DOCA Documentation v3.2.0

DOCA Storage Applications

This page outlines NVIDIA DOCA storage applications that demonstrate how to develop data storage implementations on the NVIDIA® BlueField® platform.

The DOCA storage applications serve as a reference to demonstrate how a block storage solution can be developed using the DOCA framework on the NVIDIA BlueField platform.

These applications are simplified to make the flow and overall process easy to understand. A real-world storage solution involves significantly more complexity, and solutions must be tailored to specific use cases, which is not attempted in this reference design.

The general architecture involves an initiator host application sending storage requests to a local DPU application. The DPU then interfaces with a remote storage target using RDMA, orchestrating the storage and retrieval of data directly to or from the initiator application's memory.

storage_ref_architecture-version-1-modificationdate-1761134489833-api-v2.png

The storage reference consists of several applications that can be orchestrated in different combinations to support varying storage approaches and implementations. Each application is described at a high level below, followed by detailed use case examples highlighting how these applications can be combined.

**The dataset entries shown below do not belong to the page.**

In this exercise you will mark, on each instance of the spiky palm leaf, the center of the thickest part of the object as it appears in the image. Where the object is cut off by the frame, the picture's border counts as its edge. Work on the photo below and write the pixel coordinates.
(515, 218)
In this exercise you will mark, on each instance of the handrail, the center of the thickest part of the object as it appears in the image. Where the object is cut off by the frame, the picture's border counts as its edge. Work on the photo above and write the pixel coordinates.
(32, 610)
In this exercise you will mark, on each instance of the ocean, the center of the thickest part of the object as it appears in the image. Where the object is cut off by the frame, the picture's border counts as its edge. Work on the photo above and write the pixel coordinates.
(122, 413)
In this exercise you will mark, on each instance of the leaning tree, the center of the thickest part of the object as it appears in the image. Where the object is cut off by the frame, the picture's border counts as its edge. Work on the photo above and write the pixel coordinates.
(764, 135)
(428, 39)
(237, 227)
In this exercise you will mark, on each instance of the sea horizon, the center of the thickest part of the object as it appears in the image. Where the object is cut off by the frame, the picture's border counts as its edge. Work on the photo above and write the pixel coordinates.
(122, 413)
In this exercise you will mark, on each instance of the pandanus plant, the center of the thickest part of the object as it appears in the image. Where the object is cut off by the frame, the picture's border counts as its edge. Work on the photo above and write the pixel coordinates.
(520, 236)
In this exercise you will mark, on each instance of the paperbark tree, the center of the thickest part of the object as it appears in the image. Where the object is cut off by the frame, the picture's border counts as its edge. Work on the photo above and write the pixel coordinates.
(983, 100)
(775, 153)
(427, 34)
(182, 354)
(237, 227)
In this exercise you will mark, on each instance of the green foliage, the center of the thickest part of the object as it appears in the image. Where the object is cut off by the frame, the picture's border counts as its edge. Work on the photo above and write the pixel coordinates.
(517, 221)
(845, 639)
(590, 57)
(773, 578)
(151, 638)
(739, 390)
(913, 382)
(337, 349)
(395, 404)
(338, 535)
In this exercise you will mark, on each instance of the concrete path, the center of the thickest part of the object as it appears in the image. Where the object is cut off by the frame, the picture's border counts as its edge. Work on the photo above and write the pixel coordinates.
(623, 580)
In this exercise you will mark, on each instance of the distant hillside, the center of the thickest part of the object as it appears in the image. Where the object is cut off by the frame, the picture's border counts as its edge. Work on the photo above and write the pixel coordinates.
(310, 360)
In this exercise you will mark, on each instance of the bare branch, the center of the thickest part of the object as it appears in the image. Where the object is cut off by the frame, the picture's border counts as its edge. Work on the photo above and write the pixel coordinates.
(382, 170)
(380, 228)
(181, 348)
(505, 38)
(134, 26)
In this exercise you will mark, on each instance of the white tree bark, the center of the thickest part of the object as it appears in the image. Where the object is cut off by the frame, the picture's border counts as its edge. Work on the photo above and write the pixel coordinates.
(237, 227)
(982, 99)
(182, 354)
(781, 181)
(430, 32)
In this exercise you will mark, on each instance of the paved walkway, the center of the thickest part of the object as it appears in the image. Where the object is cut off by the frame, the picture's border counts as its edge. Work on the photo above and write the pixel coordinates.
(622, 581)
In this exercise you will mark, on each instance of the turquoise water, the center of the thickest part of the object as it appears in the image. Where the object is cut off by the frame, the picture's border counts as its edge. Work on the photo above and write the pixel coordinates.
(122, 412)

doca_storage_initiator_comch

The doca_storage_initiator_comch application serves two purposes. First, it acts as the user/client of the storage reference application that controls the execution flow. Second, it includes benchmarking capabilities to demonstrate the achievable performance of the storage solution. The application supports the following tests:

  • Read throughput performance test

  • Write throughput performance test

  • Read-only data validation test

  • Write-then-read data validation test

doca_storage_target_rdma

The doca_storage_target_rdma application provides a simple storage backend by utilizing a block of memory instead of interfacing with physical non-volatile storage. It includes the following features:

  • Configurable block count

  • Configurable block size

  • Import of initial data from a text file

  • Import of initial data from a binary format (.sbc)

doca_storage_comch_to_rdma_zero_copy

The doca_storage_comch_to_rdma_zero_copy application serves as a bridge between the initiator and a single storage target. It facilitates the exchange of the control path messages and data path messages between the initiator and the target. The data being exchanged between the initiator and the target is never visible in this application as is exchanged directly between the initiator and the target via RDMA which is it is referred to as zero copy. It offers the following features:

  • Facilitates the zero copy transfer of data from initiator to target

doca_storage_comch_to_rdma_gga_offload

The doca_storage_comch_to_rdma_gga_offload application serves as a bridge between the initiator and three storage targets. It is active in the transfer of data and uses doca_libs to accelerate some data operations transparently to the initiator and targets. It offers the following features:

  • Transparent data redundancy and error correction

  • Inline compression and decompression of stored data

  • Inline creation of redundancy data

  • Inline recovery of lost data blocks

  • Configuration of how frequently a simulated data loss occurs

doca_storage_gga_offload_sbc_generator

The doca_storage_gga_offload_sbc_generator application is used to generate Storage Binary Content (.sbc) files. These files are consumed by the doca_storage_target_rdma application when it is used with the doca_storage_comch_to_rdma_gga_offload application.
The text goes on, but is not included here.